U.S. defense bill could force Al Jazeera to register as foreign agent

Push underway to investigate global news organization’s ties to Qatar

The Al-Jazeera Media Network logo is seen on its headquarters building in Doha, Qatar. (photo credit: REUTERS)
The Al-Jazeera Media Network logo is seen on its headquarters building in Doha, Qatar.
(photo credit: REUTERS)
The National Defense Authorization Act signed this week could put a spotlight on Al Jazeera’s ties to the government of Qatar. The Middle East Forum congratulated US President Donald Trump for signing the law.
“This legislation includes language supported by MEF compelling greater transparency by foreign-owned media outlets operating in the United States,” the think tank said in a statement.
The NDAA is the major defense-spending bill signed annually by the president. This year’s bill included a small section relating to foreign-owned media. Concerns about such media transmitting in the US have increased since the 2016 election. The Russia Today TV network registered as a foreign agent under the Foreign Agents Registration Act under pressure in 2017. Other international media have also registered under FARA, including those in Korea and China.
In March, Sen. Ted Cruz and Representatives Josh Gottheimer and Lee Zeldin called on Attorney-General Jeff Sessions to investigate Al Jazeera’s connections to the Qatari government. “Qatar’s Al Jazeera, which the State Department has indicated is state-controlled, produces content that is anti-American, antisemitic and anti-Israel, while promoting positive coverage of terrorist organizations,” the bipartisan letter said. Along with 19 other members of Congress who signed, Gottheimer claimed in the letter that Qatar was using Al Jazeera as a “state-controlled propaganda arm.”

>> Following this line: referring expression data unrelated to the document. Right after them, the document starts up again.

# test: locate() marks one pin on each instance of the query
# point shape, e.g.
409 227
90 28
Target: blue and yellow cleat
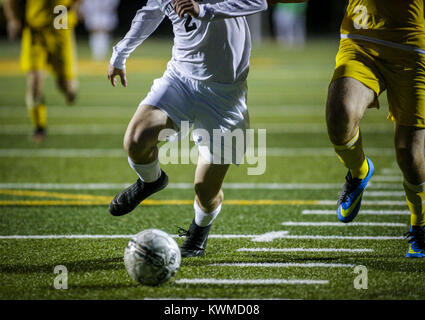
350 198
416 238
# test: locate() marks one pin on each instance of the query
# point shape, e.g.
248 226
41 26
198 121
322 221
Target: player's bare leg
209 198
348 100
36 105
409 145
140 143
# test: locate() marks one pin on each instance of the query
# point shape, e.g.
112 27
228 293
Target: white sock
147 172
203 219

Now Congress has sought another way to potentially force Al Jazeera’s connections to Qatar out into the open. Section 722 of the NDAA is titled “Disclosure requirements for the United States-based foreign media outlets.” It calls on the Federal Communications Commission to transmit to Congress every six months details about content, and a description of the relationship of the media outlet to the foreign government, as well as the legal structure of the media entity.
Congress sought to use this section to provide greater transparency. But the senators and representatives were not clear on which country was the target of the bill. Discussions referenced Russia and China but not Qatar, and noted that the bill was only supposed to apply to foreign-based media companies that are under the “direct control of governments in our media landscape.”
The language here is more opaque than directing the FCC to look into Qatar or Al Jazeera. However, supporters of the legislation are optimistic. One person familiar with the issue said that control over Al Jazeera is confusing. “It seems the editorial bent is in line with the emir, and in reports it seems they are controlled, like RT [Russia Today] is.” The source said he hoped the bill would help expose Al Jazeera and that the legislation was a step in the right direction.
“With more transparency, we will learn more about the Qatari government’s intentions,” Gregg Roman at MEF said on August 13. Qatar’s diplomats asserted earlier this year that Al Jazeera’s journalists were independent of government control.
The move comes as Qatar is struggling against Saudi Arabia after Riyadh and several allies broke relations with Doha in 2017. Doha’s adversaries have called for it to close Al Jazeera, accusing the channel of fomenting extremism and protests.
Qatar is at the center of several embarrassing incidents in the US that revealed its attempts to find favor with lobbyists and pro-Israel activists over the last few months. In addition, Doha has worked hard to encourage a more strategic relationship with the Trump administration, even as it is accused by Riyadh of drifting toward closer relations with Iran and Turkey. Qatar is also home to a large US Air Force base.